Marcelo217 03/09/2023
A queda do engenho de cana de açúcar
Finalizando a trilogia da saga de Carlos de Melo e o engenho Santa Rosa, o volume mais "burocrático" da história, cheio de conflitos pessoais e a dinâmica fracassada da personagem enquanto senhor de engenho.
O livro é uma grande metalinguagem onde a personagem com pretensão frustrada de escrever um livro sobre a real vivência em um engenho, não o faz, mas acaba sendo feita pelo autor conforme a história é desenvolvida, uma sacada genial! Na última metade do livro, inclusive, é toda destinada aos pormenores, trâmites e o funcionamento do engenho. Tudo é retratado de forma bem detalhada, o que demonstra um conhecimento íntimo por parte do autor.
O que se inicia no primeiro volume com uma prosperidade na sociedade harmoniosa coexistente entre o engenho Santa Rosa e os seus vizinhos se transforma em competição desleal e uma violenta rivalidade. A ideia de vocação é colocada como um impasse em que Carlos fica dividido entre a herança familiar e o seu questionamento em ser um senhor de engenho competente. A vida adulta desmotivada, solitária, a formação sem perspectiva e a instabilidade emocional são algum dos elementos responsáveis por uma falta de pulso e uma passividade diante do regimento senhorial.
Carlos, já adulto e com ensino superior, ao retornar ao engenho apresenta um comportamento dúbio, libidinoso, inconsequente, ao meu ver, sendo apenas um reflexo das práticas de seus parentes. O casamento é uma opção cogitada por ele a todo momento como uma forma de saída desse estado confuso, melancólico e carente. Durante a trilogia o autor experimenta o "ciclo das Marias (Clara, Luísa, Alice)": em diferentes momentos, nos três livros, a personagem Carlos experimenta o amor em formas diferentes, causando instabilidade emocional em todos eles.
Em aspectos sociais, a corrupção, a justiça enviesada e a dinâmica envolta nos negócios dessas fazendas mostram como as relações de poder e as alianças políticas são necessárias para a sobrevivência econômica. Essa decadência me lembrou muito a narrativa de Graciliano Ramos, amigo do autor, em "São Bernardo".
O motivo da falência do engenho de Carlos abre-se para vários questionamentos: a sensação de impotência e a falta de vocação; uma possível demora na tomada de atitude; a mudança nas relações senhoriais da pós escravidão; o processo de modernidade na automatização do engenho ou simplesmente o fim do ciclo do plantio em um caso isolado.

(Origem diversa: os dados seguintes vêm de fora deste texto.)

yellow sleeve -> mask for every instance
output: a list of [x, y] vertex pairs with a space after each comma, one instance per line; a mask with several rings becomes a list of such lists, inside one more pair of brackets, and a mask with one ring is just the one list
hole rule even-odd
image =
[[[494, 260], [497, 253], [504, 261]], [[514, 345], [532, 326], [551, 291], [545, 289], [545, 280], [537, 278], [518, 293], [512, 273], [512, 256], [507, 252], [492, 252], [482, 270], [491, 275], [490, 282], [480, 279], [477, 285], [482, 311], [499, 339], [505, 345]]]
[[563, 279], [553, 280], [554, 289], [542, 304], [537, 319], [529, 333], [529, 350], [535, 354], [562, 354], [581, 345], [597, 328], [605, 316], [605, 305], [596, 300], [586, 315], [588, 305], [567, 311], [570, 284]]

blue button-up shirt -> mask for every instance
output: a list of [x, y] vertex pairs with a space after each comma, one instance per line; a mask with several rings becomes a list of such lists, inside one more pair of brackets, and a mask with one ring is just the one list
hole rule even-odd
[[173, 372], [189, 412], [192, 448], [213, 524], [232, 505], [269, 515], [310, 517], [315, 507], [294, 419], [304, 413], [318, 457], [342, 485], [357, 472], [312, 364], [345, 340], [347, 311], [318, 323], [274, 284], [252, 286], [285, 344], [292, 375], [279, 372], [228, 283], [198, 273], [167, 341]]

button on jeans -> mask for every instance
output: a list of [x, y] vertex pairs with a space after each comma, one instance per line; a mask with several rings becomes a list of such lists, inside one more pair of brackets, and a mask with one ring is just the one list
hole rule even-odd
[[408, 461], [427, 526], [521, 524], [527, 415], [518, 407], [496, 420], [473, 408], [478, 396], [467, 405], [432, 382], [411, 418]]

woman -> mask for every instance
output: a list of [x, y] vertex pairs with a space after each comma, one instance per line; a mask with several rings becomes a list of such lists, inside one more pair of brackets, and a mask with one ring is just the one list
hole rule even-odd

"Banguê" é um relato literário, mas em teor extremamente real. As informações trazidas são detalhadamente fieis o que demonstra um conhecimento impossível de ser adquirido por suposições criadas na imaginação de José Lins do Rego. A narrativa em conjunto dos três livros mostra a profundidade na vivência de um herdeiro do velho coronelismo nordestino no início do século XX. A personagem Carlos me despertou empatia e antipatia em vários momentos, mostrando assim, uma construção humana e falha em sua constituição. A trilogia reguiana é cativante, imersiva, fielmente detalhada e uma grande contribuição para a história e para a literatura brasileira que, com certeza, merece mais atenção e prestígio por parte dos leitores. José Lins do Rego, pelo que percebi construiu uma forma de multiverso em suas obras que se encontram em certos momentos (Ricardo de "O moleque Ricardo" e a menção da expressão "Fogo Morto") o que mostra a expansão futura da temática em suas obras. Pretendo futuramente voltar à sua obra e conhecer ainda mais esse universo tão bem escrito. A trilogia do ciclo da cana de açúcar que me foi tão bem recomendada é, comprovada agora por mim, um clássico literário da literatura brasileira.